All arts organisations need to think of themselves as community institutions, where people connect socially as well as culturally, with arts spaces being used as public spaces as much as possible. This will help encourage arts organisations to build new relationships between communities and artists living in these, and will build new audiences. As Diane Ragsdale has suggested, attracting and retaining new audiences in the future may require arts organisations to stop selling excellence and start brokering new relationships between people and art.

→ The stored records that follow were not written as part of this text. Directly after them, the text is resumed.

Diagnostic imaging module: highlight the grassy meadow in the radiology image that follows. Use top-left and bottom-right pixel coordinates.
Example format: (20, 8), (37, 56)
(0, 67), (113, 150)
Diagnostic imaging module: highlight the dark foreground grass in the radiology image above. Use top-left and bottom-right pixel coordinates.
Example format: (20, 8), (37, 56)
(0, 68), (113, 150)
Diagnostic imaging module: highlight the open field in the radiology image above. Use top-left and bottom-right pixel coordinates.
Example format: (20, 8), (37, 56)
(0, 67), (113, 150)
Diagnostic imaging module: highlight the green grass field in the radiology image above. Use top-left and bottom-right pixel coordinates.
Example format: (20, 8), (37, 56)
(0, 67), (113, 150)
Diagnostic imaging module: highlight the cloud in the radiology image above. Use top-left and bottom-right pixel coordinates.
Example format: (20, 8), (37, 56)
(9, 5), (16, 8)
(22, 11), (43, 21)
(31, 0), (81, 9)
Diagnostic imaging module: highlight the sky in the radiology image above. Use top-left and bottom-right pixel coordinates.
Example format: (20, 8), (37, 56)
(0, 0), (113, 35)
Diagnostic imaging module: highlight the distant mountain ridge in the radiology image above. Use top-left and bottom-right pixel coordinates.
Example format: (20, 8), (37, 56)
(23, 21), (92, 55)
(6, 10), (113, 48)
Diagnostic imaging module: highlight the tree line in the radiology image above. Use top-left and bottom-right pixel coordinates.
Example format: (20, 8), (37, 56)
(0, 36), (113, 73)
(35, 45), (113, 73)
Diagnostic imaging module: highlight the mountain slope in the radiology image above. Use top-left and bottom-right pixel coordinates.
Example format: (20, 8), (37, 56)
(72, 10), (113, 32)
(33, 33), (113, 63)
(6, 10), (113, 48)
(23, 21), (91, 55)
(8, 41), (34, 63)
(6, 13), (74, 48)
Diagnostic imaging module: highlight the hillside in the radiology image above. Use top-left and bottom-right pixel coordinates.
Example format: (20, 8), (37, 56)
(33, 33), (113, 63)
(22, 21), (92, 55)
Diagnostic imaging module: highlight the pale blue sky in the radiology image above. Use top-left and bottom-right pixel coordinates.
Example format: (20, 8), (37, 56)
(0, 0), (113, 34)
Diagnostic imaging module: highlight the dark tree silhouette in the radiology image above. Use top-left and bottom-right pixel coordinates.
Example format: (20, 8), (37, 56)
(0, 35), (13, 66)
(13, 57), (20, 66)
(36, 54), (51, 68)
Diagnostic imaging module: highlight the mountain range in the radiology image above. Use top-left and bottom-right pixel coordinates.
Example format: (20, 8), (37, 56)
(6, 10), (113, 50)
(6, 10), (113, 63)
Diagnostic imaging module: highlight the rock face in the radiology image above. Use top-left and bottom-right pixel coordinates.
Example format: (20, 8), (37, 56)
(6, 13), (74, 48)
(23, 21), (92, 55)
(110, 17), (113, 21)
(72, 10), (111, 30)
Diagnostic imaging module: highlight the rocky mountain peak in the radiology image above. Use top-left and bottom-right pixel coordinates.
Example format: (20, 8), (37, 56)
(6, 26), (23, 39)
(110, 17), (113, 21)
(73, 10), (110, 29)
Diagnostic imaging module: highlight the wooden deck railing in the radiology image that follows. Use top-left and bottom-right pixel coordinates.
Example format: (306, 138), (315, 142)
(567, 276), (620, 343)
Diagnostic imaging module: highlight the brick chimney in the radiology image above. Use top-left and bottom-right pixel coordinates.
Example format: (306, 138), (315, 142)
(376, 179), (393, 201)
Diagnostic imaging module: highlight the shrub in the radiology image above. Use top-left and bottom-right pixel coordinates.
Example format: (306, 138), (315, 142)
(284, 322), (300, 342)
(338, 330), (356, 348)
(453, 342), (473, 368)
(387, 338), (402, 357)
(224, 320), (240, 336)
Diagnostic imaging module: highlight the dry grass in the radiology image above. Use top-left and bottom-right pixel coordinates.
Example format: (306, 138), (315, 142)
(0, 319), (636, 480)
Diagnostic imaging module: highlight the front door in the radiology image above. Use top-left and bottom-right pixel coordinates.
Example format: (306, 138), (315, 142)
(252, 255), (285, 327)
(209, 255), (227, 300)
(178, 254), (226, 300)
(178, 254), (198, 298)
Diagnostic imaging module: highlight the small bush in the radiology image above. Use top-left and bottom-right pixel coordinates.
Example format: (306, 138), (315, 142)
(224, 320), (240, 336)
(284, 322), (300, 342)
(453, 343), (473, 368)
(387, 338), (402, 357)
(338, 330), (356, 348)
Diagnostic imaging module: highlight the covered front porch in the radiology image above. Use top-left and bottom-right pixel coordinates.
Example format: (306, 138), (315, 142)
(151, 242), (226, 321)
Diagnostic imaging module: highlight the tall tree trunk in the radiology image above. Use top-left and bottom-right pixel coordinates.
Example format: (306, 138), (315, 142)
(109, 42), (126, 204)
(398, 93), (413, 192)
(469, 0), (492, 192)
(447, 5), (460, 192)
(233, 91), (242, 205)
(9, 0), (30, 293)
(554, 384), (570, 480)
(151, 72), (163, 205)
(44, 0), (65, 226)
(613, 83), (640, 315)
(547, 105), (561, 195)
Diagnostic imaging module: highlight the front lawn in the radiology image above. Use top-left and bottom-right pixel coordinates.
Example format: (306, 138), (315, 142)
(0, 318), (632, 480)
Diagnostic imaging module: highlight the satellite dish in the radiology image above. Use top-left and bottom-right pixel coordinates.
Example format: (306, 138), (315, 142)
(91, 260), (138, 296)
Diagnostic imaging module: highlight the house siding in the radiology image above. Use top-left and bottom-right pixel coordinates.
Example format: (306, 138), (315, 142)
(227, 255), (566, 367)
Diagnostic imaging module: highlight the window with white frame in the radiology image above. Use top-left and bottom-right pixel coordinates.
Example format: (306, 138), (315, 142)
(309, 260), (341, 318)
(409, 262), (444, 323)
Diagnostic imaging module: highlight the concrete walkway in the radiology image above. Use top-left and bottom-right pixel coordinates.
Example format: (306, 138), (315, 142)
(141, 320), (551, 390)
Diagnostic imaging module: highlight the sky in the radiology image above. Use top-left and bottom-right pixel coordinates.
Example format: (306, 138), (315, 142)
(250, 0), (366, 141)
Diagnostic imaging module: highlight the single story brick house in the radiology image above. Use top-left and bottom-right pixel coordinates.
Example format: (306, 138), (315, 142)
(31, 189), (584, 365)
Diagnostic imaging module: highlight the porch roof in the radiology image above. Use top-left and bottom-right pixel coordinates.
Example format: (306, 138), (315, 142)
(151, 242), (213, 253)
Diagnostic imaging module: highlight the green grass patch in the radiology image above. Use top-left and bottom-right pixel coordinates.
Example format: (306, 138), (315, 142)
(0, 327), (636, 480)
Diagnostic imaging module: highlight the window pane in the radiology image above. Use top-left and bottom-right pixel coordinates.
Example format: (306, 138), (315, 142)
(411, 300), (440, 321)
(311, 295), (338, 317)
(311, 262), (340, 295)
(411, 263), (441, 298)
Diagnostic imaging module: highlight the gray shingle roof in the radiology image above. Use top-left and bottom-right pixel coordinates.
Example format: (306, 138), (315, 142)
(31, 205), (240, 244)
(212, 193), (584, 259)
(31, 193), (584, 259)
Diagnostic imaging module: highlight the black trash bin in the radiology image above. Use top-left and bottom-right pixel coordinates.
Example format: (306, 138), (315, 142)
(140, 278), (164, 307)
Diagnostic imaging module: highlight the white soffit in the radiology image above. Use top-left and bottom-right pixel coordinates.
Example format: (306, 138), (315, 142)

The public should also have the opportunity to be direct commissioners of art and cultural activity, what Francios Matarrasso has dubbed ‘Distributed Culture’. This is a model in which local communities are given public money to invest in local cultural production, supporting a cultural programme of their design and choosing. The result might be that cultural organisations large and small would be competing by tender to create vibrant cultural programmes for communities.
Not only do we believe that the sector can make a much stronger ‘arts for arts’ sake’ case for funding, but that the arts over reliance on a narrow artistically instrumental case for funding has actually helped impoverish the place of the arts in everyday life and may actually be weakening the sector’s ability to respond to the public’s aspirations for fully engaged cultural lives.
If progress is measured – as it surely should be – by more people having more enjoyable and fulfilling lives, then public funding for the arts is not simply about investing in opportunities and experiences today, it is about creating the infrastructure of aspirations and expectations for the social economy of tomorrow.
Art is not just there for itself. Nor is it there just to deliver other kinds of social good: it helps us to re-imagine the good life in the good society. The idea of the good life and enhanced citizenship must include challenge and edge. Active citizens are difficult, demanding, and idealistic. We must never lose a willingness to fund art that is too.